La serata, moderata da Angelina Capone, assessore alla Cultura, Arti e tradizioni popolari, vedrà, dopo i saluti di Michele Napoletano, sindaco di Airola e di Ettore Ruggiero, presidente della Pro Loco, gli interventi di prestigiosi relatori quali: Mauro Gagliardi, ordinario di Teologia Dommatica presso l’Ateneo Pontificio Regina Apostolorum della Santa Sede e Angelo Scelzo, già vicedirettore Sala Stampa della Santa Sede; concluderà l’autore.

L’ultima fatica del vescovo, sarà presentata sotto il patrocinio del Comune di Airola, Assessorato alla Cultura, Arti e tradizioni popolari, forma di massimo riconoscimento morale con cui l’Ente intende aderire all’importante iniziativa.

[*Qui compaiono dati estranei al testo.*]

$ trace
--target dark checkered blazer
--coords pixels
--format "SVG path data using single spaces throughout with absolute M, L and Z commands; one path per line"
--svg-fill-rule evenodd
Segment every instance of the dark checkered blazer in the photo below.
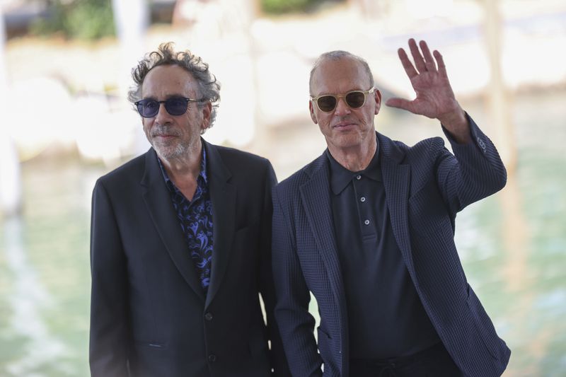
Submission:
M 377 137 L 393 231 L 422 305 L 463 372 L 490 377 L 501 375 L 511 352 L 468 284 L 454 244 L 454 219 L 467 205 L 501 190 L 507 173 L 492 141 L 468 120 L 472 143 L 458 144 L 447 134 L 454 154 L 439 137 L 412 147 Z M 273 190 L 275 316 L 294 376 L 322 375 L 321 364 L 325 376 L 348 376 L 346 298 L 329 172 L 323 153 Z M 320 315 L 318 347 L 309 291 Z

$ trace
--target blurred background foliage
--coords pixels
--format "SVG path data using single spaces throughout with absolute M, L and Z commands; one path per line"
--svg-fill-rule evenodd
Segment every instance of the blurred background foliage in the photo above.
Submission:
M 267 14 L 277 15 L 313 11 L 325 2 L 327 1 L 324 0 L 261 0 L 261 8 Z
M 35 35 L 61 34 L 66 38 L 93 40 L 114 36 L 110 0 L 54 0 L 46 16 L 30 26 Z

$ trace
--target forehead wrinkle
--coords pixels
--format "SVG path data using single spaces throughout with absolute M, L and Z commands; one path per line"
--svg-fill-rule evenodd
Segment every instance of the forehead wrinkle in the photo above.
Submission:
M 312 95 L 345 94 L 352 91 L 366 91 L 369 78 L 358 61 L 342 57 L 327 59 L 313 75 Z

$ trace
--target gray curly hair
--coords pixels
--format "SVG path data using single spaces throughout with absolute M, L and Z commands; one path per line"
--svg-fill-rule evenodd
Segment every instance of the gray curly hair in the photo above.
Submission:
M 132 70 L 134 86 L 128 91 L 128 100 L 132 103 L 142 99 L 142 85 L 147 74 L 153 68 L 161 65 L 177 65 L 184 68 L 197 81 L 198 90 L 203 100 L 197 103 L 200 108 L 210 101 L 212 110 L 210 113 L 210 123 L 212 127 L 216 117 L 216 110 L 220 103 L 220 83 L 208 69 L 208 64 L 190 50 L 175 52 L 171 42 L 162 43 L 157 51 L 149 52 L 138 62 L 137 66 Z M 199 93 L 197 93 L 198 95 Z M 204 134 L 206 129 L 203 129 Z

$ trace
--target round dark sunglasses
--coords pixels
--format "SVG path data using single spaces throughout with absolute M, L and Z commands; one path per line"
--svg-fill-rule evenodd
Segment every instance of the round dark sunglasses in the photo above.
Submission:
M 338 99 L 344 98 L 346 105 L 352 109 L 358 109 L 366 103 L 368 94 L 374 93 L 376 88 L 372 86 L 368 91 L 352 91 L 345 94 L 323 94 L 318 97 L 311 96 L 313 102 L 316 103 L 318 110 L 323 112 L 330 112 L 336 108 Z
M 171 115 L 183 115 L 187 112 L 189 106 L 189 101 L 200 102 L 202 100 L 195 100 L 187 98 L 186 97 L 171 97 L 164 101 L 158 101 L 151 98 L 146 98 L 134 102 L 134 104 L 137 108 L 137 112 L 144 118 L 152 118 L 159 112 L 159 106 L 161 103 L 165 104 L 165 110 Z

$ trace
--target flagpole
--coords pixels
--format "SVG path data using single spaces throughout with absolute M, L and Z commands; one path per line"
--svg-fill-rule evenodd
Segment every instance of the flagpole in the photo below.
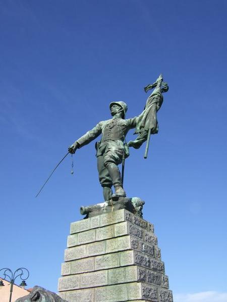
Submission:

Un modo questo anche per esprimere tutta la gratitudine a mons. Michele De Rosa per il suo costante impegno pastorale durato diciotto anni, iniziato il 12 luglio del 1998, quando fu ordinato vescovo nella Cattedrale di Salerno proseguito con l’ingresso in diocesi, avvenuto nel luglio dello stesso anno; fino ad arrivare al 17 novembre 2015, quando dopo aver compiuto il settantacinquesimo anno di età, il vescovo De Rosa ha presentato al Santo Padre, come prevede il Codice di Diritto Canonico, la rinuncia all’ufficio.

Proseguirà il cammino pastorale con la “Chiesa di Dio”, don Mimmo Battaglia, proveniente dalla diocesi di Catanzaro - Squillace, che ha deciso di fare il suo ingresso in Diocesi proprio a partire dalla cittadina di Airola, visitando il prossimo 2 ottobre, l’Istituto Penale Minorile nel monumentale palazzo ducale lungo corso Giuseppe Montella, dove l’Istituto funziona fin dal 1931. In questo storico palazzo ducale veniva a fermarsi in sacra visita anche S. Alfonso Maria dei Liguori, dal 14 giugno 1762 vescovo di S. Agata dei Goti.

Mons. Michele De Rosa oltre ad aver scritto, in varie riviste teologiche, articoli di teologia dogmatica e teologia protestante, ha curato nel 1987 “Charitas in veritate. Studi in onore di S.E. Mons. Guerino Grimaldi” e nel 1996 “Dives in misericordia. Studi in onore di S.E. Mons. Gerardo Pierro”. Ha pubblicato inoltre nel 1990 “Teologia Protestante. Momenti e figure”; nel 1991 “In cammino verso Dio e Momenti di vita cristiana”; nel 1996 “Le verità fondamentali del Catechismo della Chiesa Cattolica”; nel 2008 “Il dono di un Vescovo alla sua Diocesi. Dieci anni di magistero episcopale e nel 2010  “Un Vescovo presenta i libri di alcuni amici”.

L’autorevole presenza di mons. Michele De Rosa, che ha scelto, come prima tappa, per la presentazione del suo libro, la cittadina di Airola, oltre ad inorgoglire tutta la comunità, testimonia ulteriormente quel legame forte, che nel corso degli anni, si è instaurato con la città di Airola.